Most of the $2-trillion in annual climate investments in developing countries needed by 2030 will have to come from the private sector, the IMF said, warning that governments risk high debts if they try to reach net-zero goals with public funds.
Climate finance will be one of the dominant topics at the International Monetary Fund and World Bank annual meetings next week in Marrakech, Morocco, and two chapters of the IMF’s forthcoming Fiscal Monitor and Global Financial Stability Report (GFSR) both point up the need to pave the way for private investors to shoulder the burden. Government finances in emerging market and developing countries are already strained by years of COVID-19, spillovers from Russia’s war in Ukraine, drought and natural disasters.
By the numbers
Of the $5-trillion in annual investments needed globally by 2030 to meet net-zero emissions goals, $2-trillion will need to be made in emerging markets and developing economies.
The IMF’s GFSR estimates that the private sector will need to provide about 80 per cent of these investments.
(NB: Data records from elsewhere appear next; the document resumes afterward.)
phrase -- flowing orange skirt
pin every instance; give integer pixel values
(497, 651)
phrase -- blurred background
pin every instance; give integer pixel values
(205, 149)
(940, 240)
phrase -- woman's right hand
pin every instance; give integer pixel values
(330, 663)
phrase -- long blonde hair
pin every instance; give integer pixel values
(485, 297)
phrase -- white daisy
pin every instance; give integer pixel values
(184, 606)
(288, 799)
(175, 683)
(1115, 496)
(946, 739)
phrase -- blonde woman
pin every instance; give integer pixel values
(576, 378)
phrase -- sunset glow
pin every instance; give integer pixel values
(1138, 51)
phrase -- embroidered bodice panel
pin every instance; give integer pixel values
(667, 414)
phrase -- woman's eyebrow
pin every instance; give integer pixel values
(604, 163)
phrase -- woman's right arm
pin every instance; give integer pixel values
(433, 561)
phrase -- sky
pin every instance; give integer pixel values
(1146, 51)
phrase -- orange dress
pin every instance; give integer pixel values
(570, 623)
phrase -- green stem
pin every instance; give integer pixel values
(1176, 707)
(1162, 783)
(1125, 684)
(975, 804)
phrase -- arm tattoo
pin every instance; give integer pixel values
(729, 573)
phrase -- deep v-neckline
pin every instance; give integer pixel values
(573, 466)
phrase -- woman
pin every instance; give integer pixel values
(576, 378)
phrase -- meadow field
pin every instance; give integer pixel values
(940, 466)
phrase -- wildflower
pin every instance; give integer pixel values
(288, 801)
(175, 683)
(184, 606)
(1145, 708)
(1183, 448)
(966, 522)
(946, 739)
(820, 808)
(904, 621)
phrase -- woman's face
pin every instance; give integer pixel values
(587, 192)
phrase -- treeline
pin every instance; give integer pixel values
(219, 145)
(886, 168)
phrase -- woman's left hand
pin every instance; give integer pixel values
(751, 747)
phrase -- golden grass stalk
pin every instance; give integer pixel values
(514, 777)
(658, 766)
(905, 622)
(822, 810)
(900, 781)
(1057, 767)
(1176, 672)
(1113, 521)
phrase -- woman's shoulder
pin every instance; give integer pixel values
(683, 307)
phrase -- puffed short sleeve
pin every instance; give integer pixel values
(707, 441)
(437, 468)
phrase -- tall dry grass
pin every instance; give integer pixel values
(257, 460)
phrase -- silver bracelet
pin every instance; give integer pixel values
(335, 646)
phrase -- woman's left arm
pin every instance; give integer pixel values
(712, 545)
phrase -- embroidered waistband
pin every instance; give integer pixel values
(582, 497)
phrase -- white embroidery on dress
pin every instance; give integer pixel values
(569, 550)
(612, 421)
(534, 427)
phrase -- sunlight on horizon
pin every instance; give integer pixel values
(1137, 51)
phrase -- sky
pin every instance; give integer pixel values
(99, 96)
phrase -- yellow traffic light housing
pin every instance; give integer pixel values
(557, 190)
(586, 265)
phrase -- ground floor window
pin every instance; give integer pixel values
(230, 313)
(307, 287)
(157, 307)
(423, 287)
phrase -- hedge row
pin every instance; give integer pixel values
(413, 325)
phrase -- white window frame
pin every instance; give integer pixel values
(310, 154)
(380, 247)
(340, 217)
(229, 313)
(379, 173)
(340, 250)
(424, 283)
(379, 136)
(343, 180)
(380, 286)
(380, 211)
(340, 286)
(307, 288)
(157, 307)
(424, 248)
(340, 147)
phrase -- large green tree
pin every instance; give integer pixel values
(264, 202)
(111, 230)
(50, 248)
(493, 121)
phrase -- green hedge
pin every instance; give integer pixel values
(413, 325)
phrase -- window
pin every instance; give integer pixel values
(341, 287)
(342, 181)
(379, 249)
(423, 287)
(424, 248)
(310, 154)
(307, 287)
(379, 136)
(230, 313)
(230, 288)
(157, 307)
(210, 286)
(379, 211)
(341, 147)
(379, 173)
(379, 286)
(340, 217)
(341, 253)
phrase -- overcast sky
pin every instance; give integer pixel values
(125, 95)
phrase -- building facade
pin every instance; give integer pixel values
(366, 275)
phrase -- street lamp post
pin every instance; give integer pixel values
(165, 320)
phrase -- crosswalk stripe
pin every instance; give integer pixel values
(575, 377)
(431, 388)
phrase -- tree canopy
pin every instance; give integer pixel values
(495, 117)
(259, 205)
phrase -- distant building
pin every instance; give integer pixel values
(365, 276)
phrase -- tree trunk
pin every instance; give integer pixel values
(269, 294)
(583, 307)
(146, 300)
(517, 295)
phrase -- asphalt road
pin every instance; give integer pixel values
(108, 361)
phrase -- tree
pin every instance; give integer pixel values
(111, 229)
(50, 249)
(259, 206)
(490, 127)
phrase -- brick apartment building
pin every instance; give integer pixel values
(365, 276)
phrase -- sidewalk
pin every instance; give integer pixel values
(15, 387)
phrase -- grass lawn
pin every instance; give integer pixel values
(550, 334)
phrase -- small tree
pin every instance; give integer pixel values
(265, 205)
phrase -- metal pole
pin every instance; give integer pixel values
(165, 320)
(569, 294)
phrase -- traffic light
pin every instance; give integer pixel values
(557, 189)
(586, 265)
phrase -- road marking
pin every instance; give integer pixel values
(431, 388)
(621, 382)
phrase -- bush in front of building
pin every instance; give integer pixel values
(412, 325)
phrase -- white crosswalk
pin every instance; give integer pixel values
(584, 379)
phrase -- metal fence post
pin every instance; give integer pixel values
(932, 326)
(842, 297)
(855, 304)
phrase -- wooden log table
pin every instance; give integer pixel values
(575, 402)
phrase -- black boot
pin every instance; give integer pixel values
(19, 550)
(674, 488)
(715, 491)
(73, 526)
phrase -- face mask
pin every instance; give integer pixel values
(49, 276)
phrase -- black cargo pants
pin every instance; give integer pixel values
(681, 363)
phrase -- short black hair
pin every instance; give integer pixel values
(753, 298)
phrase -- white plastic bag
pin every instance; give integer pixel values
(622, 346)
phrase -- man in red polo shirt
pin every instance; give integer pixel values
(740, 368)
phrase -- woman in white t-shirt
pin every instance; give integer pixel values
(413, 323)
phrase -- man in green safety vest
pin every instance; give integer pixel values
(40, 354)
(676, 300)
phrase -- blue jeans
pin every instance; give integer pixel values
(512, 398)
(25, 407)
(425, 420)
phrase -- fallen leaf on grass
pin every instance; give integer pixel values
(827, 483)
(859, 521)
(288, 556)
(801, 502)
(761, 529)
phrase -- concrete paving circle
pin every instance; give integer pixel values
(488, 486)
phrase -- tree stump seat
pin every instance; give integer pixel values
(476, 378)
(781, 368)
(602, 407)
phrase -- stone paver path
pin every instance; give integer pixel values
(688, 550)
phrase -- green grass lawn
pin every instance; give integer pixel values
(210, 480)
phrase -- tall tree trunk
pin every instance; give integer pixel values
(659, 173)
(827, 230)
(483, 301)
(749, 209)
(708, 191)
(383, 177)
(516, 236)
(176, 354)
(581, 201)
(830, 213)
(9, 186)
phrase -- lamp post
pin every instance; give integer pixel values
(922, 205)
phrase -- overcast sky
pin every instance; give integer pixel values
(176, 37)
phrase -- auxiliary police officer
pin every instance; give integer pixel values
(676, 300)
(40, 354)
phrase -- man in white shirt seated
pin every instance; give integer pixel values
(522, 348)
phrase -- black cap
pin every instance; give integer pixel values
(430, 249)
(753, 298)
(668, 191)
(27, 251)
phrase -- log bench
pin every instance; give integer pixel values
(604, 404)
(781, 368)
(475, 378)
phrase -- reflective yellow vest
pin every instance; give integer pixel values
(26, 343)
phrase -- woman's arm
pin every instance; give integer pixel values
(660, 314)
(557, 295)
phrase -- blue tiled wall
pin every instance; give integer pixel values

This share rises to 90 per cent when China is excluded, due to Beijing’s ample state resources.
The Fund’s Fiscal Monitor estimates that relying on public spending to fund de-carbonization investments on this scale would cause a massive, unsustainable run-up in debts, possibly to 45 per cent to 50 per cent of gross domestic product for a large, high-emitting emerging market.
“We project that growth in public investment, however will be limited, and that the private sector will therefore need to make a major contribution toward the large climate investment needs for emerging market and developing economies,” authors of the GFSR said in a blog post.
“While no single measure can fully deliver the climate goals, carbon pricing should be an integral part of any policy package,” Fiscal Monitor authors said.
The IMF recommends that to mitigate the debt run-up caused by public climate investments, countries develop carbon pricing schemes to raise revenue and encourage more private investments. In countries where carbon pricing is a political non-starter, such as the United States, alternative measures such as emissions taxes should be enacted.
While investment funds dedicated to environment, social and governance (ESG) investing are growing, funds dedicated to climate impact, including retiring high-emitting sources, are small. Regulators need to tighten rules for ESG labels to better align with climate objectives, the Fund said.
The IMF also recommended that countries take steps to improve their overall investment climates by strengthening macroeconomic fundamentals and deepening domestic capital markets to improve credit ratings.